The Handmaid's Tale by Margaret Atwood
4.0

Given the level of hype surrounding this book, I went in skeptical but still came out shell-shocked. I am a huge fan of speculative dystopian novels (especially those in the vein of Octavian Butler), and Margaret Atwood provides the reader with an insightful look at the dangers of complacency.

The main character is someone you could describe a regular person with no desires to stand out or rock the boat. Then a regime roles in that strips her and others of so many fundamental rights. She hopes for change, but does not march, does not protest, and generally complies with the newly imposed status-quo. There is no fundamental character arch where she becomes the change she wants to see in the world, and that is perhaps what makes this haunting narrative so believable.
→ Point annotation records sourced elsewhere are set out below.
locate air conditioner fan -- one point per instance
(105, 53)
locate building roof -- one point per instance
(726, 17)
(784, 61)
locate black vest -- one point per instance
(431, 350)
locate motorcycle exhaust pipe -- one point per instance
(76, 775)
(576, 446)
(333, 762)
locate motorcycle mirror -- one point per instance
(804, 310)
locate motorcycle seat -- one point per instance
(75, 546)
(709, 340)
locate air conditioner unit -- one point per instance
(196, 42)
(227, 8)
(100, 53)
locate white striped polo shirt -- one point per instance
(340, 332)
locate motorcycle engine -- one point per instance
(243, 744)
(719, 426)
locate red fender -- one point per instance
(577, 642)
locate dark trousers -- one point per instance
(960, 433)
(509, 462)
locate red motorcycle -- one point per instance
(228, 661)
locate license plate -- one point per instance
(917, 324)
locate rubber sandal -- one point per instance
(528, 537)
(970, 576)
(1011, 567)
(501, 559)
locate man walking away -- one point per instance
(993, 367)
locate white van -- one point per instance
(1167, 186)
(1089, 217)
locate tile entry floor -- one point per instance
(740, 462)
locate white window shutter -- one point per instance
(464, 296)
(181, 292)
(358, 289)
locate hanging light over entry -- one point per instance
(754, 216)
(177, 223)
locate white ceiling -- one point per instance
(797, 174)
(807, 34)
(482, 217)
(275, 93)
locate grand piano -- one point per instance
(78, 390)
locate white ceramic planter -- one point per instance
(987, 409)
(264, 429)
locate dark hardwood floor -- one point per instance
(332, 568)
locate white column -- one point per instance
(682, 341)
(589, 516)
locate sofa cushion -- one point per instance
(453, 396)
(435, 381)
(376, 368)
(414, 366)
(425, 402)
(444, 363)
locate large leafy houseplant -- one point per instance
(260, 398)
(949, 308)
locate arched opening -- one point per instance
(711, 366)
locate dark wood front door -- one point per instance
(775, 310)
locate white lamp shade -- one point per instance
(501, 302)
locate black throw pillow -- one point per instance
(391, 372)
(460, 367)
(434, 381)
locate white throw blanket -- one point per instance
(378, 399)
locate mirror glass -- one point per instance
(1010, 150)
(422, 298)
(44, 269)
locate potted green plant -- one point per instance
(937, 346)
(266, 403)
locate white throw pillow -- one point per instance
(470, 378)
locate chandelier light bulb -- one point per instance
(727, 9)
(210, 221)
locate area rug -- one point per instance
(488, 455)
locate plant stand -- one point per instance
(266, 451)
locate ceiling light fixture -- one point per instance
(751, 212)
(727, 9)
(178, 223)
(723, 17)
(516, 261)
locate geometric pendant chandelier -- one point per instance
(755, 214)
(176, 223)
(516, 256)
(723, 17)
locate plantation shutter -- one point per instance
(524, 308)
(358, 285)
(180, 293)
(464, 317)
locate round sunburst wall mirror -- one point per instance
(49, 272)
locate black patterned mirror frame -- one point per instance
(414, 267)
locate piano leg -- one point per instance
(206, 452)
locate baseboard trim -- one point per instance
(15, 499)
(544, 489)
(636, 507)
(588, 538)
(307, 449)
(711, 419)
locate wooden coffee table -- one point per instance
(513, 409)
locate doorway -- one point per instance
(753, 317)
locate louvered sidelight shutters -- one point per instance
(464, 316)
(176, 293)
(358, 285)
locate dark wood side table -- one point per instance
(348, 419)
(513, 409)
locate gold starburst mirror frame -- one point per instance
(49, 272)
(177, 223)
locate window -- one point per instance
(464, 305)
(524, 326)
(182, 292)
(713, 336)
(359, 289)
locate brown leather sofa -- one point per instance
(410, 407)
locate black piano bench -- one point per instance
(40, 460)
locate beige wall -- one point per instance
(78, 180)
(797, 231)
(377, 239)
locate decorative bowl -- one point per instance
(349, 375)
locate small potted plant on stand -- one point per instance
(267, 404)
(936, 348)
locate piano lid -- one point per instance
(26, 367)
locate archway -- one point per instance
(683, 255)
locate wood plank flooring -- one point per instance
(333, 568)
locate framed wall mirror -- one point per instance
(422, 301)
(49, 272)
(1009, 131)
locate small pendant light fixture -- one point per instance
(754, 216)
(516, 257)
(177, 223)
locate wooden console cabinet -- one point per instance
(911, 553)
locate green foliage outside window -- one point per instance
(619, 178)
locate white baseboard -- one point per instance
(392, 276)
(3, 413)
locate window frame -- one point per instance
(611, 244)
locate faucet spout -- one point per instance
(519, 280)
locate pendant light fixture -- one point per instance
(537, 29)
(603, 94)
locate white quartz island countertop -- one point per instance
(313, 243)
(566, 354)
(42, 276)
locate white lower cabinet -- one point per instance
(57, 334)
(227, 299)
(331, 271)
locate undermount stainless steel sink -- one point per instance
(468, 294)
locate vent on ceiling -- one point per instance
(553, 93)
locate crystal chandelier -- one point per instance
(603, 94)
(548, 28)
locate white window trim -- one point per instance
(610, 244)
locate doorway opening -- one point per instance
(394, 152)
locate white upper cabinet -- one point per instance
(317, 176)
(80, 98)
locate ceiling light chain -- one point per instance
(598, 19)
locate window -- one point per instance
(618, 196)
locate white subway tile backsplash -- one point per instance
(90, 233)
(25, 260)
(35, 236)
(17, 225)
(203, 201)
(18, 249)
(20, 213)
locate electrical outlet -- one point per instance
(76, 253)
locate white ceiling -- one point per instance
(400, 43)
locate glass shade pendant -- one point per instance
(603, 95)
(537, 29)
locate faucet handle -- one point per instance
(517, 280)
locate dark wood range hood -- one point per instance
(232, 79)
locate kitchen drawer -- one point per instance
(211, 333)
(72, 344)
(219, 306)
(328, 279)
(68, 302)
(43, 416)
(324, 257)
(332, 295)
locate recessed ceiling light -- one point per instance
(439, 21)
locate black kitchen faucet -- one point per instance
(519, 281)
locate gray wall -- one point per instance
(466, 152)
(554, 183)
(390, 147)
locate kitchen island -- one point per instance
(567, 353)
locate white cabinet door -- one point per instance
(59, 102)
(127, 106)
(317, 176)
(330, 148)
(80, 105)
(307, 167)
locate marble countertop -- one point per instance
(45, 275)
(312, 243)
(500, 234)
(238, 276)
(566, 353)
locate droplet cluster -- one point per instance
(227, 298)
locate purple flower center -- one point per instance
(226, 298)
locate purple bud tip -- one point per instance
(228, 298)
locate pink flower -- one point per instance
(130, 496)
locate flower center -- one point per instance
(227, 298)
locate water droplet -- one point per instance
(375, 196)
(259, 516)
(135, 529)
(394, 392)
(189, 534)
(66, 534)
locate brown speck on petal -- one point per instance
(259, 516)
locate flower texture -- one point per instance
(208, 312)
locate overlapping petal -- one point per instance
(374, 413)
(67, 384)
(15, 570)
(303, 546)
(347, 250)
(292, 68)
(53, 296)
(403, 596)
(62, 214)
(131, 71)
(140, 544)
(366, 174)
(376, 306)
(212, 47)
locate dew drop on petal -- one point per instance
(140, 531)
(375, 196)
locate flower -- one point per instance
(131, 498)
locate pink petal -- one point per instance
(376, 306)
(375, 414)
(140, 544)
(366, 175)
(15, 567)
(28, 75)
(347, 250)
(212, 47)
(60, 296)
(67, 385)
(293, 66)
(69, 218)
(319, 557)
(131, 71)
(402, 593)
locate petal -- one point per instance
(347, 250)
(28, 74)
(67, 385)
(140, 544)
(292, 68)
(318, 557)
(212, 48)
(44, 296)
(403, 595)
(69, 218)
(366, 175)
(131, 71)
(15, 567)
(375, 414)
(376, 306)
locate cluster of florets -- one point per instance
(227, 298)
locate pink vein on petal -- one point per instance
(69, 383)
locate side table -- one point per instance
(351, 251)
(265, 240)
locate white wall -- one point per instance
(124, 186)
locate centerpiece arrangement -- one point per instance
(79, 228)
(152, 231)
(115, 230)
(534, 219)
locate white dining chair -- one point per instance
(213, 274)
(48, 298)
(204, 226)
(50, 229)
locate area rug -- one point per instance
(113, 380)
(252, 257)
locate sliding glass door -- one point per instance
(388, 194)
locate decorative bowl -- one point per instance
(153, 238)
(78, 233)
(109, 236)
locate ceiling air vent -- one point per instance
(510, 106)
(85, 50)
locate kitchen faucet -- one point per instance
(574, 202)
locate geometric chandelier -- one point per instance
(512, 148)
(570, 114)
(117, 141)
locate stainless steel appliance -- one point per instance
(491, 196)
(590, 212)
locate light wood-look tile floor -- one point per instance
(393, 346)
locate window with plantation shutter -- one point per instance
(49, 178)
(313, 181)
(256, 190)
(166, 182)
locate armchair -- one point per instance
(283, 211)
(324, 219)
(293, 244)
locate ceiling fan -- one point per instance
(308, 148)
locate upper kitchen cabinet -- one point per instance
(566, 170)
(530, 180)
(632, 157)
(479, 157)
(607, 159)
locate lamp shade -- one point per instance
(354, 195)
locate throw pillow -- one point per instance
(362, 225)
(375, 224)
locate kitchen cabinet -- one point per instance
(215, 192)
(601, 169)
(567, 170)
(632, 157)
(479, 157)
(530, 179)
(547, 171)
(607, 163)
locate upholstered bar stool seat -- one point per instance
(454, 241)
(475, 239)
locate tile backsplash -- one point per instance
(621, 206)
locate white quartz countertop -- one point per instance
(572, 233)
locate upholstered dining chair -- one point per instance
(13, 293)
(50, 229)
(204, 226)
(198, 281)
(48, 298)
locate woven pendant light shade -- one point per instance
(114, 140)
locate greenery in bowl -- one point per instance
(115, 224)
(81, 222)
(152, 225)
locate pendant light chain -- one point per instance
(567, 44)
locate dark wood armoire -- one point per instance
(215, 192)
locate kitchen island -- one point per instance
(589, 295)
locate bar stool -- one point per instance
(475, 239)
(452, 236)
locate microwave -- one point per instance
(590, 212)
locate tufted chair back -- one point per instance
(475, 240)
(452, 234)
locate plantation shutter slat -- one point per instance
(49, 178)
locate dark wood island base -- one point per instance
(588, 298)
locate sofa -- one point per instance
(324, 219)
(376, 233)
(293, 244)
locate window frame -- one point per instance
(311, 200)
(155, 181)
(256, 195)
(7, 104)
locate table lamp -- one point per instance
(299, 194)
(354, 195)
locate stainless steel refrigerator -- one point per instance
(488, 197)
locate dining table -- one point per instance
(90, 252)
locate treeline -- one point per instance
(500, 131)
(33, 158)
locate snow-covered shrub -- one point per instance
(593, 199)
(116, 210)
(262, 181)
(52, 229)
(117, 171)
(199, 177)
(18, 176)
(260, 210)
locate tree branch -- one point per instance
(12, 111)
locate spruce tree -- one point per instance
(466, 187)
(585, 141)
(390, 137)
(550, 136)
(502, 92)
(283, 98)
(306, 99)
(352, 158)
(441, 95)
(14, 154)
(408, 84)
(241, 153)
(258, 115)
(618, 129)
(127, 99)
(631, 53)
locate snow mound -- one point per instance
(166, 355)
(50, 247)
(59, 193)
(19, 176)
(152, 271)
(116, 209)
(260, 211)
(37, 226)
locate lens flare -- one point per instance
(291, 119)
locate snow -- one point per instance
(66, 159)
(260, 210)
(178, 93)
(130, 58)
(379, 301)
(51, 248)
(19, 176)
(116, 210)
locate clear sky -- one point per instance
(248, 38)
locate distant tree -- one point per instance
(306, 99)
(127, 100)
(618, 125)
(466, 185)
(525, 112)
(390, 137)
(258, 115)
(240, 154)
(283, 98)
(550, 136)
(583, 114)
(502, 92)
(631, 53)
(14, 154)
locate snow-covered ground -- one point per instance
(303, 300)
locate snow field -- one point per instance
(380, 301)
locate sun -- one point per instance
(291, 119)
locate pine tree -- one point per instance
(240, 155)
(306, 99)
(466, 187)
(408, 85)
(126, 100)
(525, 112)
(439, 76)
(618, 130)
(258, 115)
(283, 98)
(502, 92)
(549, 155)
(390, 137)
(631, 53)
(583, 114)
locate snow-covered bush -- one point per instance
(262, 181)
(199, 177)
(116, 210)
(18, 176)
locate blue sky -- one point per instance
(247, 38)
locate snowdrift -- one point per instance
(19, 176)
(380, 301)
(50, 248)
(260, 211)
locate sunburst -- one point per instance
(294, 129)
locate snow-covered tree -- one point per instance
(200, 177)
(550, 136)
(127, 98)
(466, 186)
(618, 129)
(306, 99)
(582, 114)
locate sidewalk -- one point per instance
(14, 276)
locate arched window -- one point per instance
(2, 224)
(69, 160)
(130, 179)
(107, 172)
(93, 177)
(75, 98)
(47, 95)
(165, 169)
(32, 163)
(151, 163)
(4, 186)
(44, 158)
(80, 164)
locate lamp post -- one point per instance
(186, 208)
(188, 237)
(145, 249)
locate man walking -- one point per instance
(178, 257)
The main character's latter interaction with Moira, was especially fascinating. While at her core Moira is a feminist lesbian who lives to stick it to the man, even in Gilead she too has been beaten down. Offred exacerbates, "I don't want her to be like me. Give in, go along, save her skin. That is what it comes down to. I want gallantry from her, swash-buckling, heroism, single-handed combat. Something I lack."

Most readers hope for these very morals and values in their main characters, but real people are complex, contradictory, messy, and far from heroic. Most people want to live in a society with the benefits of civil rights hard fought by "social justice warriors," without having to themselves put in the work or potentially end up conveyed as a radical dissenter.

Complacency is dangerous; we cannot just expect other, better people to safeguard our own civil rights. In this day and age, given the rise of xenophobic populism, no one should settle for complacency.